Le pape attendu à Marseille pour défendre les migrants
"Habemus papam": Marseille va accueillir vendredi le pape François, pour une visite de deux jours consacrée à la Méditerranée et au défi migratoire, dans un contexte d'hostilité croissante envers les candidats à l'exil au sein d'une Europe tentée par le repli.
Sous un ciel gris, la deuxième ville de France a commencé à s'habiller aux couleurs du Vatican, et notamment sur le Prado, l'artère que remontera le souverain pontife en papamobile samedi.
Le jésuite argentin de 86 ans a prévenu: il ne vient pas en visite d'Etat en France mais bien à Marseille, où cohabitent un large éventail de communautés et religions, pour dénoncer le drame des naufrages de migrants et plaider la cause des exilés. Un thème cher à François qui ne cesse depuis son élection en 2013 de dénoncer les discours de rejet et les politiques de fermeture.
Son séjour intervient quelques jours après l'arrivée sur l'île italienne de Lampedusa de milliers de personnes, qui a poussé l'Union européenne à adopter un plan d'urgence pour aider Rome à gérer les flux migratoires en provenance d'Afrique du Nord.
Cette route est considérée comme la plus dangereuse au monde: plus de 28.000 disparus depuis 2014, selon l'Organisation internationale pour les migrations (OIM). "Le plus grand cimetière au monde", déplore régulièrement le pape.
En France, la visite de Jorge Bergoglio a été diversement reçue par la droite, où certains critiquent son ingérence politique et l'accusent d'en faire trop sur les migrants. Mais "il ne vient pas pour culpabiliser ou pour dire aux Etats ce qu'ils doivent faire, il leur dit: soyez responsables, il y a des souffrances", affirmait avant la visite l'évêque d'Ajaccio François Bustillo.
- "Chance d'une vie" -
Accueilli à 16h15 par la Première ministre Elisabeth Borne vendredi après-midi, à l'aéroport de Marseille Marignane, François se rendra aussitôt à la basilique Notre-Dame de la Garde. Après une prière avec le clergé, il se recueillera, avec des représentants d'autres confessions, devant le Mémorial dédié aux marins et migrants disparus en mer, érigé au pied de la "Bonne mère".
Près de 500 ans après la dernière visite papale à Marseille, ce déplacement est aussi le premier d'un pape en France depuis Benoît XVI en 2008. François s'était certes brièvement rendu en 2014 à Strasbourg, mais c'était au Parlement européen.

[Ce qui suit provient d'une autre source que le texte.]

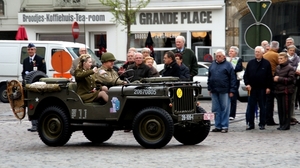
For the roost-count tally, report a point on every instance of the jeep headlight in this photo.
(195, 92)
(170, 92)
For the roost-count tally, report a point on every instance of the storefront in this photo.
(94, 27)
(203, 27)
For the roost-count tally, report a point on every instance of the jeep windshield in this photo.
(75, 52)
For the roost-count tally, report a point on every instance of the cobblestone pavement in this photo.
(237, 148)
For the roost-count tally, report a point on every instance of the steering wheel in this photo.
(127, 79)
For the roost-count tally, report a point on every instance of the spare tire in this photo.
(34, 76)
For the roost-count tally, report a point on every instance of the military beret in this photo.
(30, 45)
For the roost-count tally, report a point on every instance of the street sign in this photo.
(256, 33)
(75, 30)
(258, 9)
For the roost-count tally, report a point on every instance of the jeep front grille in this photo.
(185, 103)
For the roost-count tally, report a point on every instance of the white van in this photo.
(12, 54)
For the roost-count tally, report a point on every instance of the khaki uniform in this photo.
(108, 77)
(85, 84)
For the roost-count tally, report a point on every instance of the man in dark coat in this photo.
(221, 85)
(140, 69)
(189, 58)
(171, 67)
(33, 63)
(258, 80)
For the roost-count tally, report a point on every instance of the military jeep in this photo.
(155, 109)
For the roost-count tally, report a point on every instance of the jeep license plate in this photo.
(209, 116)
(187, 117)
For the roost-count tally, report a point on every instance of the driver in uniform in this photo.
(107, 75)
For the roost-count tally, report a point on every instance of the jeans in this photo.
(221, 107)
(270, 107)
(256, 96)
(233, 101)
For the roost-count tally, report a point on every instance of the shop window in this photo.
(40, 51)
(100, 42)
(1, 8)
(61, 37)
(201, 45)
(162, 42)
(287, 24)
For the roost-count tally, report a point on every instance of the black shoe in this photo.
(249, 128)
(216, 130)
(278, 128)
(32, 129)
(262, 127)
(272, 124)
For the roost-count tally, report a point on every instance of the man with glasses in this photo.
(33, 63)
(188, 56)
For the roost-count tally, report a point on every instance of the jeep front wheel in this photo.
(54, 127)
(153, 127)
(192, 133)
(97, 135)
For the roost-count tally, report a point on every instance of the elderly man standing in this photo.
(221, 85)
(290, 41)
(272, 57)
(237, 64)
(258, 80)
(189, 58)
(33, 63)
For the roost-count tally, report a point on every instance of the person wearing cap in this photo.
(107, 75)
(86, 85)
(33, 63)
(82, 50)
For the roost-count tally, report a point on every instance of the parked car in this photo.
(202, 78)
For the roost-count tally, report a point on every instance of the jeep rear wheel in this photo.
(98, 135)
(54, 127)
(34, 76)
(193, 133)
(153, 127)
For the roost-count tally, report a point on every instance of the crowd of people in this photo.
(271, 75)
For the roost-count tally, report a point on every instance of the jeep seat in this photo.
(72, 86)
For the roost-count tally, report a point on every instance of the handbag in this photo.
(240, 75)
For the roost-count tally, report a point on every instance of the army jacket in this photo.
(108, 77)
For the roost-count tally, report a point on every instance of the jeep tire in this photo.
(54, 127)
(153, 127)
(193, 133)
(98, 135)
(3, 92)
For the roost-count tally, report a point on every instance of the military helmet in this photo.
(107, 57)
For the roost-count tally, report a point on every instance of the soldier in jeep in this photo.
(107, 75)
(86, 82)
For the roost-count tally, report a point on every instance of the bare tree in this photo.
(124, 12)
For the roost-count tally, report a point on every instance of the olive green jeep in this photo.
(155, 110)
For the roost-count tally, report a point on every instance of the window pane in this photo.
(40, 51)
(160, 39)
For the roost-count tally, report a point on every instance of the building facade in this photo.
(282, 18)
(201, 22)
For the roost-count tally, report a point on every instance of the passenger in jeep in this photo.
(86, 85)
(107, 75)
(140, 69)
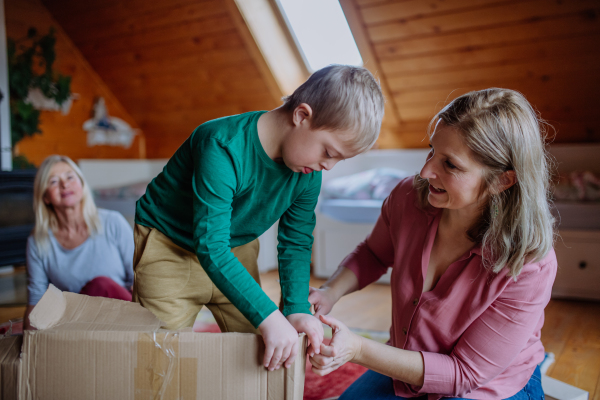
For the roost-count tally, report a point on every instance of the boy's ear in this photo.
(302, 113)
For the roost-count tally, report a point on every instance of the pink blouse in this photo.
(478, 332)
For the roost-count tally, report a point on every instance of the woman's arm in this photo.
(403, 365)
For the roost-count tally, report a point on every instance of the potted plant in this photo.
(30, 62)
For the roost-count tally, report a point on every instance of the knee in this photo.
(103, 286)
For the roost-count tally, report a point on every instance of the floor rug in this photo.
(315, 387)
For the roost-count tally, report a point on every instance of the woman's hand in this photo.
(344, 347)
(322, 299)
(312, 327)
(281, 341)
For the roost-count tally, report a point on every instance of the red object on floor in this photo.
(103, 286)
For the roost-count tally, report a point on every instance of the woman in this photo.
(470, 241)
(75, 246)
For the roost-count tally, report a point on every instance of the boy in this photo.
(198, 222)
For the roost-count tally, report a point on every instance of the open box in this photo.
(97, 348)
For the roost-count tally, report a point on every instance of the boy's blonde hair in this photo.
(45, 217)
(505, 133)
(342, 97)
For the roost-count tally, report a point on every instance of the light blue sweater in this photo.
(109, 253)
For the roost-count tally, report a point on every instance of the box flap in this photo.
(70, 311)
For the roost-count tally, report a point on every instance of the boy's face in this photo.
(307, 150)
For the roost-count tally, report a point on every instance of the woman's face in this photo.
(64, 187)
(455, 177)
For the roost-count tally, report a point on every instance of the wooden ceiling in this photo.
(429, 52)
(174, 64)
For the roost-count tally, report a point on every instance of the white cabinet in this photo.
(578, 255)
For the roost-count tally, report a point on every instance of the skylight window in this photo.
(321, 32)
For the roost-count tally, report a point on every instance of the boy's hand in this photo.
(312, 327)
(323, 300)
(344, 347)
(281, 341)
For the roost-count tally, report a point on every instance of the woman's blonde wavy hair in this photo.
(45, 217)
(505, 133)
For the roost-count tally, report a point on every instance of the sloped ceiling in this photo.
(173, 64)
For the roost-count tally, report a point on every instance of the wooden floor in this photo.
(571, 330)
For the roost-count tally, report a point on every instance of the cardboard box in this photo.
(10, 363)
(96, 348)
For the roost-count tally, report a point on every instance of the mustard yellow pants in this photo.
(170, 282)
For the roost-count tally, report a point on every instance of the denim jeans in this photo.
(374, 386)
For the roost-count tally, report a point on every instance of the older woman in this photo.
(75, 246)
(469, 241)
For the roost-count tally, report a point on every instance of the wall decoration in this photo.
(39, 101)
(30, 61)
(103, 129)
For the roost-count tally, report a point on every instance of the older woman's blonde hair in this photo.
(45, 217)
(505, 133)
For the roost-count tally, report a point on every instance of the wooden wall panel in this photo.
(431, 52)
(173, 64)
(63, 134)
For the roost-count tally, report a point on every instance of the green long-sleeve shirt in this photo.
(221, 190)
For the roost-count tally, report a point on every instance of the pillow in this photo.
(374, 184)
(133, 191)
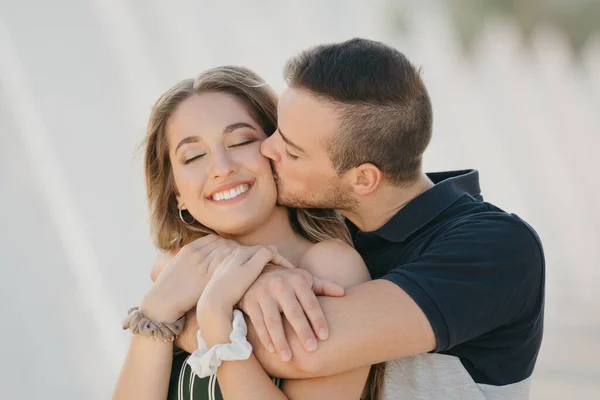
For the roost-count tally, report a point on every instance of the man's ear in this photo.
(365, 178)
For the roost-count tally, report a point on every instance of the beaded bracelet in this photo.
(139, 324)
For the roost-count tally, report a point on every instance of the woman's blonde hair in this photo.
(169, 232)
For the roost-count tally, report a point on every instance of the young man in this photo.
(457, 294)
(455, 307)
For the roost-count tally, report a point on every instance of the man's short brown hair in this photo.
(384, 107)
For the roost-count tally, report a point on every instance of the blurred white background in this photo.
(516, 94)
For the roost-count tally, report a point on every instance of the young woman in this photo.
(205, 176)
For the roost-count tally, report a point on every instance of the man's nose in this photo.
(267, 148)
(222, 165)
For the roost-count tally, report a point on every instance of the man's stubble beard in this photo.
(331, 198)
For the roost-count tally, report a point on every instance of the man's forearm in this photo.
(374, 322)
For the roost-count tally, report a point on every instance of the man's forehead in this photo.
(305, 117)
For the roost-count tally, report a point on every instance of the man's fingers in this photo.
(314, 312)
(254, 312)
(293, 311)
(274, 326)
(325, 287)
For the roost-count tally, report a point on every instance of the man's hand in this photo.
(201, 251)
(293, 292)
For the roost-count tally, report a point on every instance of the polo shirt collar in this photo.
(448, 187)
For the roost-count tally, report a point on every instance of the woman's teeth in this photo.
(231, 193)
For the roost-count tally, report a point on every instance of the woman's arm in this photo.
(247, 379)
(147, 368)
(145, 374)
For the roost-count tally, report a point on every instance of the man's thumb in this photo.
(326, 287)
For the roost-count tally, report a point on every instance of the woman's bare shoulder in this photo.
(335, 260)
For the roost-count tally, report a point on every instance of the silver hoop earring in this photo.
(183, 220)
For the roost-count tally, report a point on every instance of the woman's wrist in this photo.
(215, 322)
(159, 311)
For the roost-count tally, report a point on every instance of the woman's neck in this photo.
(277, 231)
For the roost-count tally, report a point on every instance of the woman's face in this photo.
(220, 175)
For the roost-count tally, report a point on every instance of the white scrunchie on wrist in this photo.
(205, 362)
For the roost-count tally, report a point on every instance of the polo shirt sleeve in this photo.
(483, 272)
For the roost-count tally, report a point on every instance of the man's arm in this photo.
(374, 322)
(485, 272)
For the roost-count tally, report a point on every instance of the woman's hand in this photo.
(183, 279)
(233, 275)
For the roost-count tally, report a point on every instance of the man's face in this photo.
(303, 171)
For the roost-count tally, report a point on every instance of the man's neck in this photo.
(379, 207)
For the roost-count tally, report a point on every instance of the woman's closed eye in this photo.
(244, 143)
(193, 158)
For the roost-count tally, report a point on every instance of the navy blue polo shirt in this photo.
(477, 273)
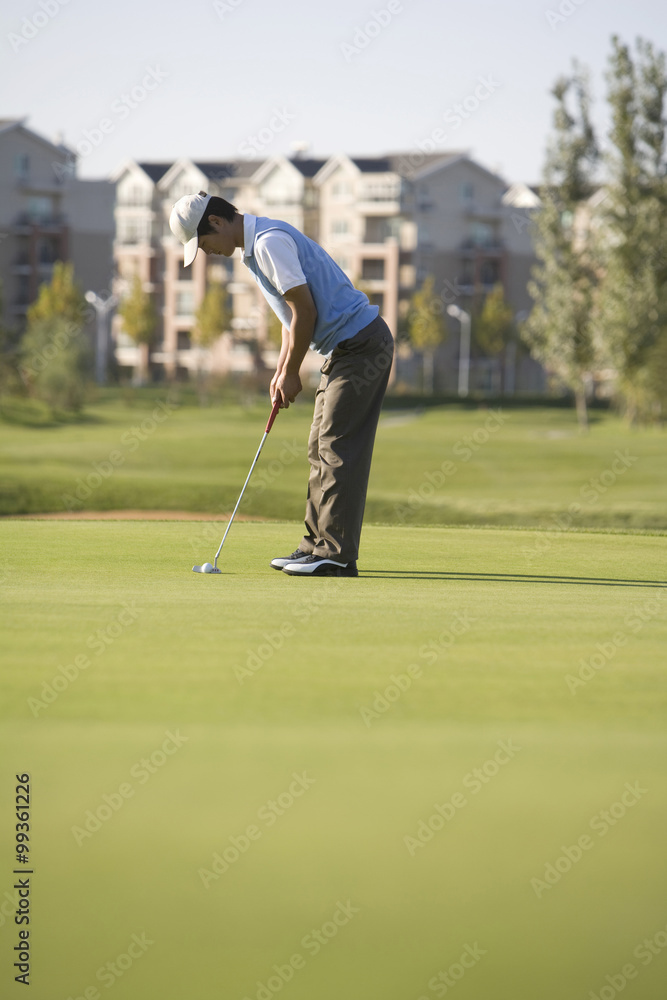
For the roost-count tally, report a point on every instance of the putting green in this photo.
(448, 773)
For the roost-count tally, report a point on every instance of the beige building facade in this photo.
(48, 214)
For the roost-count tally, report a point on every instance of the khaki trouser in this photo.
(340, 447)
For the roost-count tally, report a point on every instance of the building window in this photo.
(481, 234)
(47, 251)
(489, 272)
(341, 189)
(21, 166)
(185, 303)
(372, 270)
(40, 209)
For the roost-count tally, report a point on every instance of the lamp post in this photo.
(464, 351)
(102, 309)
(510, 355)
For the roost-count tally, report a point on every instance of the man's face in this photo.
(220, 240)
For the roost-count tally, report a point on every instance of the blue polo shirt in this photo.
(342, 310)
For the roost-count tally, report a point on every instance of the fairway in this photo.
(447, 774)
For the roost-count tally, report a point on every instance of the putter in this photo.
(206, 567)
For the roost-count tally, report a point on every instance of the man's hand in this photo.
(285, 387)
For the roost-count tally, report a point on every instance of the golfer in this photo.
(319, 308)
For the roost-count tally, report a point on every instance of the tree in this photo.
(632, 313)
(139, 316)
(10, 382)
(212, 318)
(54, 364)
(559, 330)
(426, 328)
(495, 329)
(62, 298)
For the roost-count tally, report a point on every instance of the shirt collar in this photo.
(249, 224)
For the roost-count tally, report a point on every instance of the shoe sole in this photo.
(284, 562)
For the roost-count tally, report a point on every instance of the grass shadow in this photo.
(379, 574)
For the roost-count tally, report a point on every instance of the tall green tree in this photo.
(426, 328)
(632, 313)
(495, 329)
(139, 316)
(55, 363)
(10, 382)
(60, 298)
(212, 318)
(54, 356)
(560, 329)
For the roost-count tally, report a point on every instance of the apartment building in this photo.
(387, 222)
(48, 214)
(146, 246)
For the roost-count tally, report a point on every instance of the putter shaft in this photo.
(269, 425)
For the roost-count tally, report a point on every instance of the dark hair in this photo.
(216, 206)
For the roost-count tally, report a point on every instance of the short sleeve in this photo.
(277, 256)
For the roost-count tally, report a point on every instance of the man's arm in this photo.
(287, 386)
(284, 347)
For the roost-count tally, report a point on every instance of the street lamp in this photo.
(102, 309)
(464, 350)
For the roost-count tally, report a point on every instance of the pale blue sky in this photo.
(225, 73)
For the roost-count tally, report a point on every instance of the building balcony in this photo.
(490, 248)
(389, 207)
(475, 211)
(25, 223)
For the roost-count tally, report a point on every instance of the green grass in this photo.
(527, 619)
(448, 465)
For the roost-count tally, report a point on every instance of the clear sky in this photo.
(217, 79)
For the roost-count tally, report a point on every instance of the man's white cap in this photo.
(185, 216)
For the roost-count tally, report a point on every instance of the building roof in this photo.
(218, 171)
(154, 170)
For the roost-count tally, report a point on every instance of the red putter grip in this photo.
(274, 413)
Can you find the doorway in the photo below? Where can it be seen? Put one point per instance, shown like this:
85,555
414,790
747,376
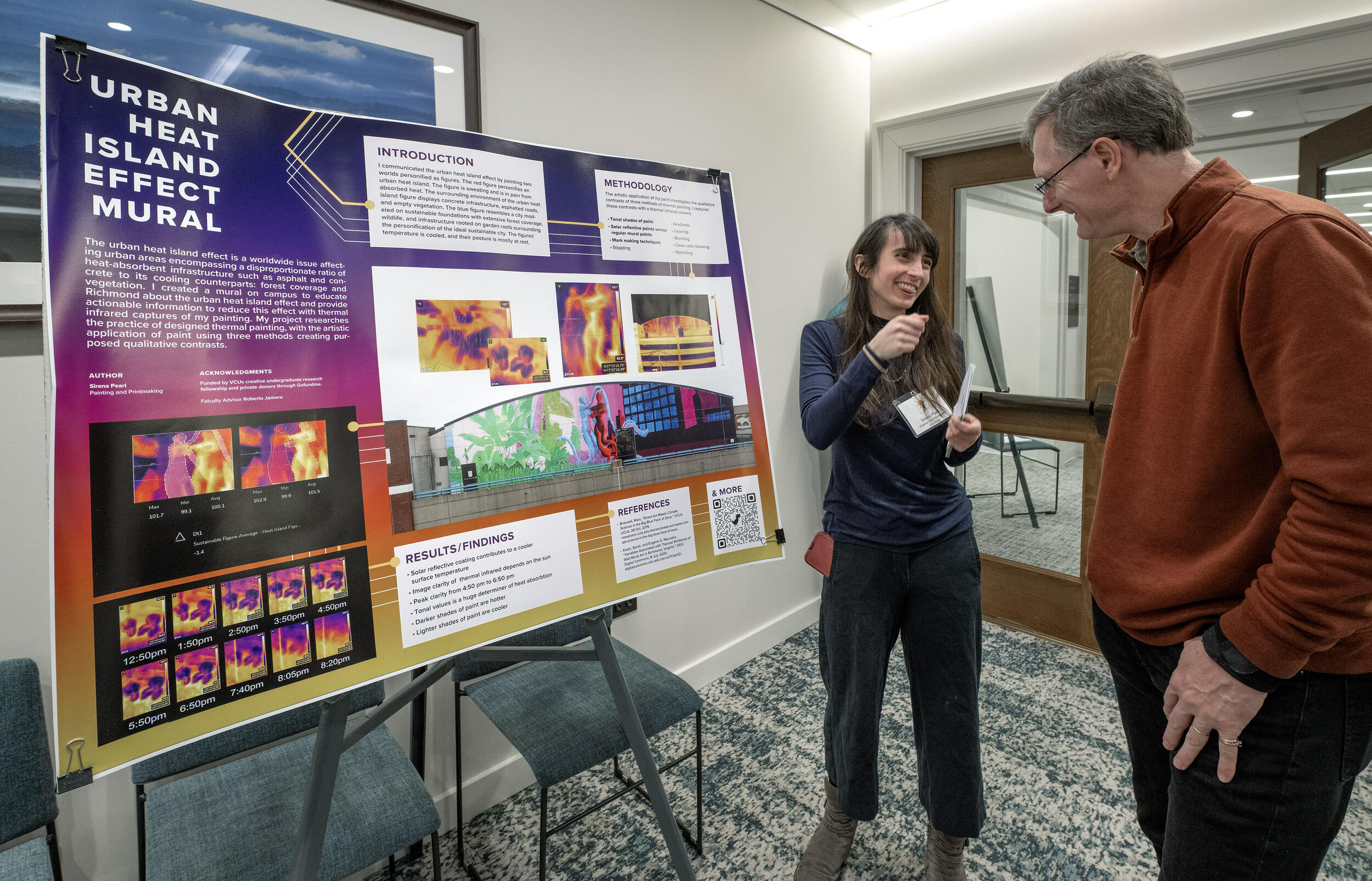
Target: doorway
1044,316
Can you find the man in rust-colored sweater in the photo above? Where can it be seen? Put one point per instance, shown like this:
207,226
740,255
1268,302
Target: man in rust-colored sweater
1231,549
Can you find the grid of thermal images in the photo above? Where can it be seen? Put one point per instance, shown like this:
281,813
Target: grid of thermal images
673,331
144,689
454,333
591,328
193,611
142,625
518,361
291,647
283,453
242,600
245,659
196,673
333,635
180,464
286,589
328,580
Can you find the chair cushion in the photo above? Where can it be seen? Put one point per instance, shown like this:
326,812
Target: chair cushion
561,717
238,821
559,633
25,762
29,861
248,737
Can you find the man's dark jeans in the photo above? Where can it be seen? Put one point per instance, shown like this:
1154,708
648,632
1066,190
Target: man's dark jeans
1277,818
932,600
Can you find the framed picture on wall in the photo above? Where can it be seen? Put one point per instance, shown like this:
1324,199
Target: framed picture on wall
374,58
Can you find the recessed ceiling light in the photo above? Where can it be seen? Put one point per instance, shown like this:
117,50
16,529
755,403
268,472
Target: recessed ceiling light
896,10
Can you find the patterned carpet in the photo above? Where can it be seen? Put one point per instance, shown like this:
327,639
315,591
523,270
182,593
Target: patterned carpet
1055,766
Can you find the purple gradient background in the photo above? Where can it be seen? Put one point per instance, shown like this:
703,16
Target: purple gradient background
261,216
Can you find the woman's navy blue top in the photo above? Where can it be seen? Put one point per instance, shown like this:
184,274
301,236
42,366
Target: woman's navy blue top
888,489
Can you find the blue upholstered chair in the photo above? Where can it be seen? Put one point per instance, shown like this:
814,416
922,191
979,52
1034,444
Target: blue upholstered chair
561,718
237,821
28,799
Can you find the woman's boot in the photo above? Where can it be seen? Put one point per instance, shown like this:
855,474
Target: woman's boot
828,849
943,857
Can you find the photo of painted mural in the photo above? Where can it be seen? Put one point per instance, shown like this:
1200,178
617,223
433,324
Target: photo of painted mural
567,444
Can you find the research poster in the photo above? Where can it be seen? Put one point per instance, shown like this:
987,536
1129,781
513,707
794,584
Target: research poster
335,397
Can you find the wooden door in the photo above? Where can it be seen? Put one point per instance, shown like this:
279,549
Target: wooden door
1030,597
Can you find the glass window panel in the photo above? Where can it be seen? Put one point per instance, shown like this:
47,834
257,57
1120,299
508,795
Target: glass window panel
1349,188
999,511
1021,293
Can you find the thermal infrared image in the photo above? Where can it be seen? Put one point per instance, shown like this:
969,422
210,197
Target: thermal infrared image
328,580
673,333
333,635
146,689
193,611
271,454
196,673
245,659
286,589
453,333
591,328
185,463
291,647
143,624
518,361
242,600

Dans un pays régi depuis 1905 par le principe de laïcité, l'opposition de gauche a accusé le président Emmanuel Macron de "piétiner" la neutralité de l'Etat en annonçant sa participation à la grande messe que le pape célèbrera samedi. Mais le chef de l'Etat ne sera pas le seul politique à Marseille ce week-end: ainsi, vendredi, le leader des Insoumis Jean-Luc Mélenchon organisera à 19h00 un moment de "recueillement laïc", "en solidarité avec les victimes de la barbarie antimigrants", dans un ex-fast food des quartiers populaires nord, aujourd'hui géré en coopérative.
Malgré le déclin du catholicisme en France, accéléré par la crise des violences sexuelles dans l'Eglise, cette visite suscite un fort engouement, avec des dizaines de milliers de fidèles attendus.
Derrière le "Habemus papam" de La Provence, c'est un "Je vous salue, migrants" que lançait Libération à sa Une, tandis que Le Figaro soulignait lui la "visite très politique" du Pape, à Marseille pour clôturer la troisième édition des Rencontres méditerranéennes (18 au 24 septembre), rencontre entre évêques et jeunes autour des inégalités économiques, du dialogue inter-religieux et du réchauffement climatique.
Joseph Achji, Syrien de 25 ans participant à ces rencontres, a confié à l'AFP être "vraiment excité à l'idée de voir le pape", qui marque pour lui la "chance d'une vie".
Francky Domingo, Béninois et président du collectif des demandeurs de papiers de Marseille, souhaite lui que cette visite "redonne un peu d'espoir" et "apaise la tension au niveau des politiques".
Placée sous haute sécurité, cette visite s'achèvera samedi par une messe devant 57.000 personnes au stade Vélodrome. Le pape doit aussi s'entretenir avec Emmanuel Macron, qu'il a déjà reçu trois fois au Vatican.
Il s'agit du 44e voyage à l'étranger du pape, qui se déplace désormais en fauteuil roulant et a reconnu début septembre que voyager ne lui était "plus aussi facile qu'au début".